Lalu kenapa pendidikan?
Karena separuh dari waktu keseharian anak di Indonesia (yang beruntung) dihabiskan berlebur dengan sosialnya di sekolah. Ruangan yang semestinya melatih nalar, kemampuan bersosial, menerima ajaran dan membuka banyak wawasan.
Yang seharusnya menjadi menjadi pelatihan 'anak bangsa' yang ideal.

Lalu dia kembali ke rumah untuk mendapat kasih sayang orang tuanya. Kita, yang juga termasuk dari elemen itu. (Woi! Ngirim anak ke sekolah gak selesai di tugas guru lho. Plis deh.)

Karena di zaman saya bertumbuh tidak begitu. Akui saja.
Saya tidak pernah mengerti logika perkalian, saya hanya disuruh menghafal.

Saya tidak pernah kenal siapa menteri kabinet, apakah dia saudara saya atau tidak, tapi saya disuruh menghafal.

Saya diajarkan Bahasa Indonesia tanpa dibekali bagaimana melestarikannya. Lalu bahasa Indonesia menjadi kuno, bahasa prokem lebih cangcing karena 'dilarang'. Alhasil, untuk bisa mencapai standar internasional untuk berbahasa Inggris pun terseok-seok. Karena, pada zaman saya, berbahasa Inggris itu dimulai dari azas pretentious. Kasian memang.
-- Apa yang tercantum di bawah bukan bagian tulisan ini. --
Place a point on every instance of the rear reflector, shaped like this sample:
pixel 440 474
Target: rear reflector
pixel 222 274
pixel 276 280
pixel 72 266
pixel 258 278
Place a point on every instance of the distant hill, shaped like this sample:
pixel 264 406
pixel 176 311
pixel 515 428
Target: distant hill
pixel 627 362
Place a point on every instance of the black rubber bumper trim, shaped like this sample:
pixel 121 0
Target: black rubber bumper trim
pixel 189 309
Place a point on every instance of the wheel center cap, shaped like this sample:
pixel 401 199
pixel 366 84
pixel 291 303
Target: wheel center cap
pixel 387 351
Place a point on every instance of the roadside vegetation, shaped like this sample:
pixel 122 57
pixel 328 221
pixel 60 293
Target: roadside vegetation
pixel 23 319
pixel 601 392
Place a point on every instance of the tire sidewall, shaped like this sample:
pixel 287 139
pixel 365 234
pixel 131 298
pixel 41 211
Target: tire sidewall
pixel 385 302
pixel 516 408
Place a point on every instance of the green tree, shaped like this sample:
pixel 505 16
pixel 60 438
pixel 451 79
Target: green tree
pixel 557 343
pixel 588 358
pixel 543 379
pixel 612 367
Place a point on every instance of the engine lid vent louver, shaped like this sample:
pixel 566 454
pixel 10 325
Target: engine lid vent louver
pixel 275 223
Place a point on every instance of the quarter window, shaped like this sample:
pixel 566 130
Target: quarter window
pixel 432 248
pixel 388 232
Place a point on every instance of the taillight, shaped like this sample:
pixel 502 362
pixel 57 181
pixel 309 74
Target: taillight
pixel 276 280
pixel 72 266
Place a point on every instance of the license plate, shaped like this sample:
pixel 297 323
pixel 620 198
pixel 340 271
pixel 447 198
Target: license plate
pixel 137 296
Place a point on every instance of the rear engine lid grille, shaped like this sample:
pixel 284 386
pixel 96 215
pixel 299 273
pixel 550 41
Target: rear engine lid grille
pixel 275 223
Kemampuan berargumen pun minim. Paling terjadi pada pemilihan ketua OSIS atau senat mahasiswa. Apa yang terjadi di kelas-kelas pelajaran sering hanya satu arah. Superioritas pengajar (saya enggan menyebut guru) lebih sering benar tanpa penjelasan mumpuni (yang katanya gaji mereka minim).

Thus karena itu,
Perpecahan yang kita lihat sekarang memang beralasan. Tidak melulu karena lihainya timses capres-capres itu. Mereka juga akan terlihat bodoh kalau semua yang disiarkan ke publik tidak mendapat tanggapan positif atau negatif.
Yang mereka sangat lihai adalah mencari topik sumbu yang sangat berpotensi menjadi...perbincangan publik. Sebut saja: agama, pencitraan, komunis, bocor, blusukan, harapan dll.

Nah gimana kita menanggapinya perlu bekal pendidikan, tentu. Masa iya agama? :))

Karena itu penting sekali fundamental pendidikan kita waras.